Let me close with two quotes; first, the quote we used to introduce the Major in the 125th Anniversary Book of this institution. It is from Reverend Father Burque's sketch of his life; "If all the bridges that Maj. Dickey caused to be constructed could be set upright, one above the other, they would form a monument perhaps higher than the highest mountains of the earth. If all the roads that he caused to be opened, from the Allagash road to the Caribou road, both of so great a public usefulness, could be extended one after the other, they would form a pretty long ribbon towards encircling our terrestrial globe. If all the schoolhouses that he caused to be built were clustered around their queen and mistress, the Madawaska Training School, they would form quite a considerable village. Finally if all the amounts of money which he caused to be expended by the state for the benefit of the county of Aroostook could be gathered together on the floor, they would form quite a huge pile."

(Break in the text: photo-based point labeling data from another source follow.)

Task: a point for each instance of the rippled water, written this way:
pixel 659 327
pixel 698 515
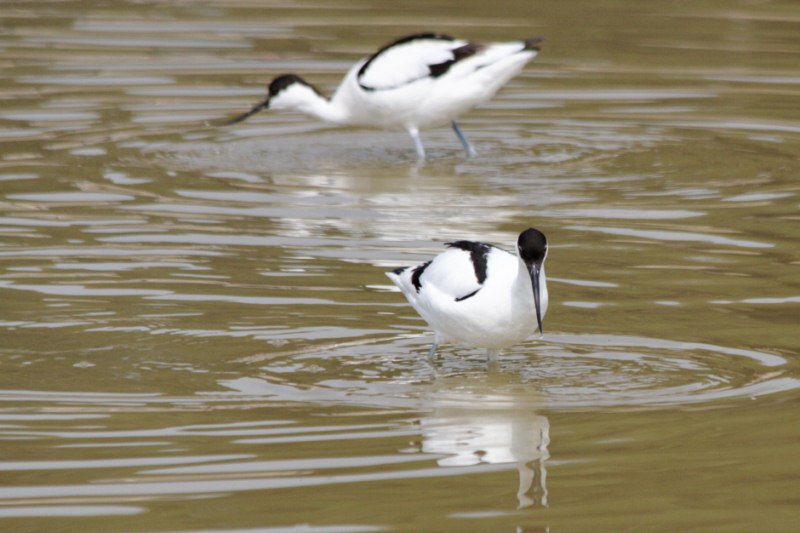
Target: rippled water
pixel 196 333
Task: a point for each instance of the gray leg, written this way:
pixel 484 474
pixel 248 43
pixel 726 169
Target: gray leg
pixel 464 142
pixel 432 351
pixel 414 132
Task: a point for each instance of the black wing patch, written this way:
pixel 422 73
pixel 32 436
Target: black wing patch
pixel 435 70
pixel 470 295
pixel 478 254
pixel 415 275
pixel 462 52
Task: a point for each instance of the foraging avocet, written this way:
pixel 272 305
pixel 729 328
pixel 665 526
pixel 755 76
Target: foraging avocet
pixel 479 295
pixel 419 81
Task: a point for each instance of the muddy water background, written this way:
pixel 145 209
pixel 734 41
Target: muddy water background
pixel 195 329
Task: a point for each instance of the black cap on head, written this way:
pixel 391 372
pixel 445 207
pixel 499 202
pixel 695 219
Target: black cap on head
pixel 532 246
pixel 283 81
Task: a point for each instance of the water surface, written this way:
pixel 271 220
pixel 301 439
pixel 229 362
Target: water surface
pixel 196 333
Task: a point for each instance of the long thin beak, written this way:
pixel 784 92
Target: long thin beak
pixel 535 270
pixel 256 108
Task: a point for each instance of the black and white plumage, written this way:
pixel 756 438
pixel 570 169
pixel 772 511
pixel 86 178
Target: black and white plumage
pixel 478 295
pixel 420 81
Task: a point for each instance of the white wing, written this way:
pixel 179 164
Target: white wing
pixel 407 60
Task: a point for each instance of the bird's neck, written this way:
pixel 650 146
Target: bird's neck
pixel 322 108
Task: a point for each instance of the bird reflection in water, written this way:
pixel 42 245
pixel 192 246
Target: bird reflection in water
pixel 492 422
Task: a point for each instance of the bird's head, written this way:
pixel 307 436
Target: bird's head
pixel 288 91
pixel 532 250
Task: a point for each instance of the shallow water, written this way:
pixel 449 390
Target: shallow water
pixel 196 333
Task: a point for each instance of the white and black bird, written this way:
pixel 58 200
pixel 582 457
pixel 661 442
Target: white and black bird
pixel 419 81
pixel 478 295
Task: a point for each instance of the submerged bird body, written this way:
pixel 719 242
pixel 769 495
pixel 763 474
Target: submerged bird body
pixel 478 295
pixel 420 81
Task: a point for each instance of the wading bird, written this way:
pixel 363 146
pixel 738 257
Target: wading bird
pixel 419 81
pixel 478 295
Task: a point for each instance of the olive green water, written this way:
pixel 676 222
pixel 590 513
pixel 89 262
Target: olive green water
pixel 196 333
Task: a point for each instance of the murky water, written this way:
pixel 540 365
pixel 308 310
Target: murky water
pixel 196 333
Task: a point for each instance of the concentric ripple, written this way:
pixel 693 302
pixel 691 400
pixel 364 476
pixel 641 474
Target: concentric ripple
pixel 565 371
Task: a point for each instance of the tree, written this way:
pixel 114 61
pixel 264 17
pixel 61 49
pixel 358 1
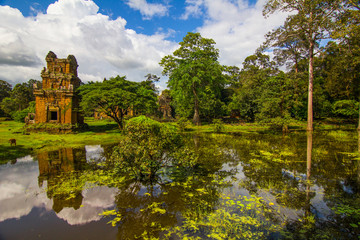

And from the Kennebec Journal, "This year again, as a great many times in the past, the seat No.67 is occupied by the venerable patriarch of Fort Kent, the doughty veteran of thirty two legislatures.His works have been crowned with success and now the town of Fort Kent and the County of Aroostook owe him an eternal debt of gratitude."

We are now a university, we enroll over one thousand students a year, and we continue to serve the people of this region. All of this is part of this man's legacy. We are indebted to Major William Dickey for his vision and tenacity. He first learned of the Valley, and its people, through youthful experience on a committee considering the Webster-Ashburton Treaty. Today we know that he ultimately became a leader and statesman dedicating his life and his work to this region and to this institution. We certainly do owe him a debt of gratitude.